Выбрать главу

– Мам, мам, ну не кипятись так… Думаю, меня в билетеры уж точно возьмут, как ты считаешь? Смогу с иностранцами разговаривать вежливо, силь ву пле там… или по-венгерски им что-нибудь скажу, вот они удивятся…

Шутка не удалась. Видя, что мама от ярости уже побелела и стала тяжело дышать, я взяла газету и отправилась на лоджию, подальше от разъяренной мамы.

Мама на самом деле дала мне очень полезную газету. Думаю, она ее купила по дороге с работы, размышляя о том, как же мне помочь в моих метаниях. Я нашла там на последней странице список всех московских театров – больших, маленьких, совсем скромных и неизвестных.

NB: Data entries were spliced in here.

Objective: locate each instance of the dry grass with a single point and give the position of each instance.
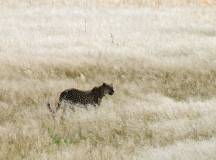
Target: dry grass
(162, 65)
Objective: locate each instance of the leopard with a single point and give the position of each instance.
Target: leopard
(84, 98)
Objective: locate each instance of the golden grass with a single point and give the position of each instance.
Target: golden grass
(163, 71)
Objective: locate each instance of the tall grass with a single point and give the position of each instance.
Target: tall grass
(162, 65)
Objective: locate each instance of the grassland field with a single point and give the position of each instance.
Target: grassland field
(161, 60)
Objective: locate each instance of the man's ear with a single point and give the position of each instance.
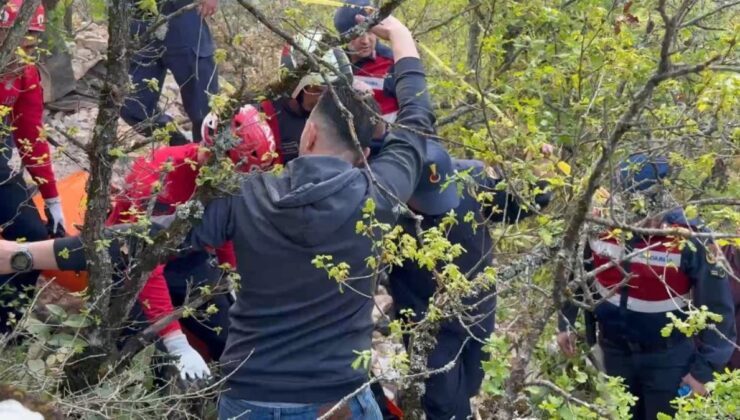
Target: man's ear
(313, 135)
(308, 138)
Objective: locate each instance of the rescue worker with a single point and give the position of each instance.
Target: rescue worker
(664, 280)
(21, 110)
(287, 115)
(187, 51)
(372, 62)
(294, 332)
(171, 283)
(447, 395)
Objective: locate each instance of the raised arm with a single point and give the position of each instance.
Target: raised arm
(215, 228)
(399, 163)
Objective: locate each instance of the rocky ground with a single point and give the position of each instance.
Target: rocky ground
(255, 61)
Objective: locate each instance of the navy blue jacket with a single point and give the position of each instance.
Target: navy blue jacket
(709, 286)
(293, 332)
(412, 286)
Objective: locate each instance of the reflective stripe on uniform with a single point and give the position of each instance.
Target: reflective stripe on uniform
(651, 257)
(646, 306)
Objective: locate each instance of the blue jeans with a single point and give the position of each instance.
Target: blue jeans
(361, 407)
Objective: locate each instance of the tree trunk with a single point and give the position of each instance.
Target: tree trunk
(86, 369)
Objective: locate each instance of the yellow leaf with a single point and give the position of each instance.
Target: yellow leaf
(564, 167)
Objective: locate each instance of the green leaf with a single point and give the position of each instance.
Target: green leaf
(56, 310)
(36, 366)
(77, 321)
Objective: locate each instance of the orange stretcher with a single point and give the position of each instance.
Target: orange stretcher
(74, 201)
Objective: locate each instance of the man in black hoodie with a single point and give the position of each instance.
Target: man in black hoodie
(293, 332)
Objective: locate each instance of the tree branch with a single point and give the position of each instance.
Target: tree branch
(708, 14)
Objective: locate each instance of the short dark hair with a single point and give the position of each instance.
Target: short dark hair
(363, 119)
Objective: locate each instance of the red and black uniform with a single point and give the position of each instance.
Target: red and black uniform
(169, 282)
(21, 111)
(377, 72)
(665, 278)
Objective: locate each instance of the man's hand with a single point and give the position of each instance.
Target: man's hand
(387, 28)
(391, 29)
(7, 248)
(567, 343)
(207, 8)
(190, 363)
(696, 387)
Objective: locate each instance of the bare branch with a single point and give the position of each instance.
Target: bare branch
(712, 13)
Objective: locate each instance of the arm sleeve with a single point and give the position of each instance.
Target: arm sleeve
(569, 312)
(215, 228)
(28, 122)
(399, 163)
(711, 288)
(226, 254)
(156, 302)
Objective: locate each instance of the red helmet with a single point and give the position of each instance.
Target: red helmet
(9, 14)
(256, 144)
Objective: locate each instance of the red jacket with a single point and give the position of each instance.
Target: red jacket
(374, 71)
(24, 97)
(177, 187)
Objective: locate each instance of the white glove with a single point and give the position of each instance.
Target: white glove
(190, 363)
(54, 207)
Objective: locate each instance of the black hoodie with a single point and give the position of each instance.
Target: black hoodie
(294, 333)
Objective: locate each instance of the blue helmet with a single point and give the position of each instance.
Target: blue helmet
(429, 197)
(640, 172)
(344, 17)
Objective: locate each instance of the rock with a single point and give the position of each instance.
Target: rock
(94, 44)
(51, 292)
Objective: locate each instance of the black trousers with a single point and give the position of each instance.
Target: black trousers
(19, 219)
(654, 378)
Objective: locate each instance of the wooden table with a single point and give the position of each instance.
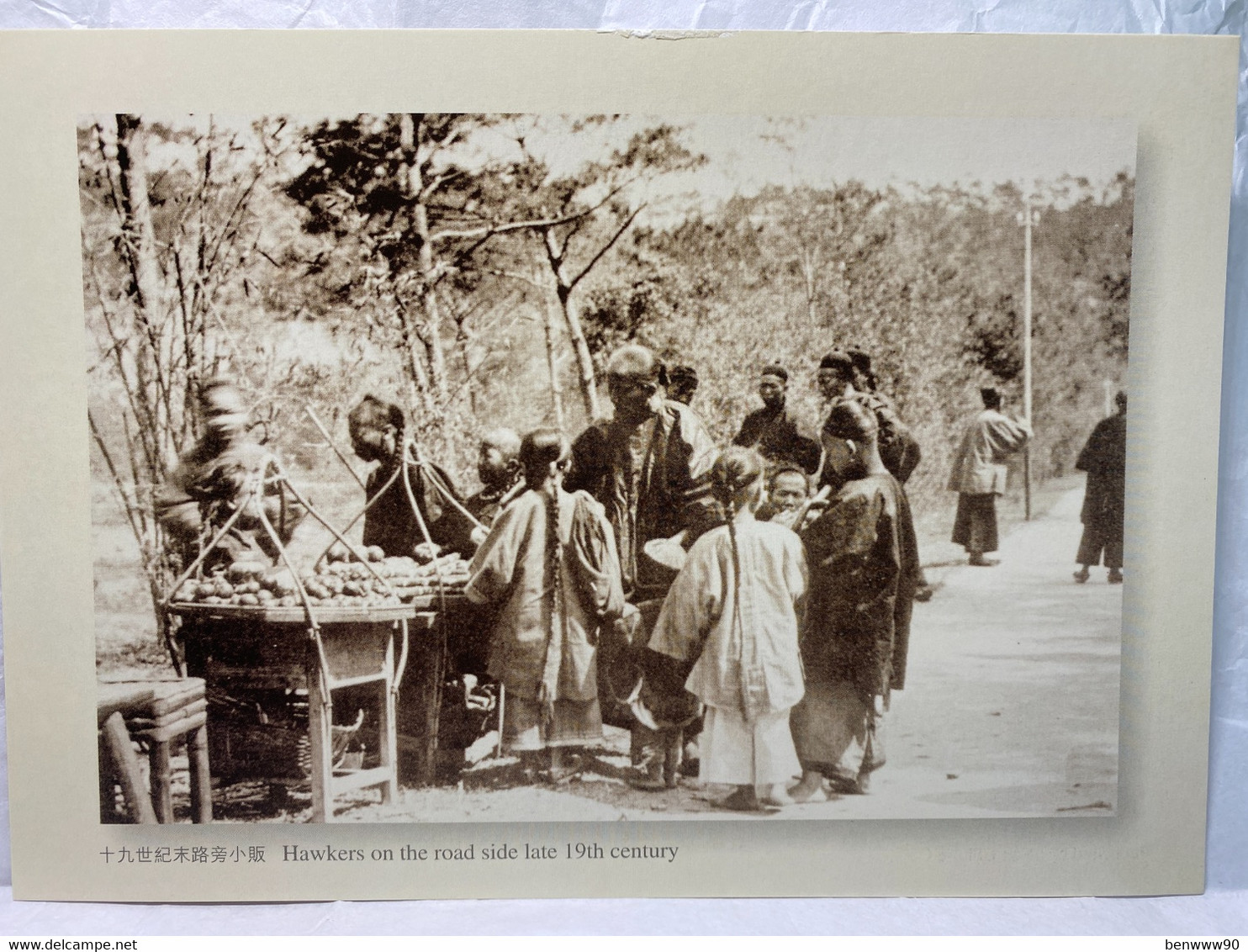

Я была уверена, что меня обязательно возьмут артисткой в какой-нибудь театр, может быть, и не в самый захудалый. Я это знала, потому что… знала, еще с детства. Никому не говорила. И в МГУ училась совсем другому. Но ведь можно получить второе образование, театральное. Сколько известных актеров сначала учились на архитекторов, моряков, инженеров-строителей! Я помнила наизусть эти несколько имен, эти потрясающие истории – как они пришли, уже взрослые, с профессиями, прочитали басню, монолог, спели-сплясали, от души, искренне, и… перед ними открылись двери в тот прекрасный и загадочный мир, который манил, звал меня сильнее всего. Я была уверена – меня точно выберут из сотен абитуриентов, жаждущих оказаться в числе будущих звезд театра и кино, и возьмут в мои неполные двадцать три года учиться прекрасному искусству лицедейства.

Мама не подозревала: я уже пробовала поступать в театральный, этой весной, через год после окончания университета. Год я мечтала – дома мечтала, на работе мечтала, читала об актерах, о методе Станиславского, смотрела спектакли с верхнего яруса, куда билеты стоили как в кино, а к весне, когда начались прослушивания, выучила басню, стихотворений я и так знала много, нашла очень хороший трогательный отрывок из пьесы Чехова, где героиня говорит о бессмысленности своей жизни… В апреле уволилась с работы – с большим трудом, не без вранья – и стала ходить на прослушивания.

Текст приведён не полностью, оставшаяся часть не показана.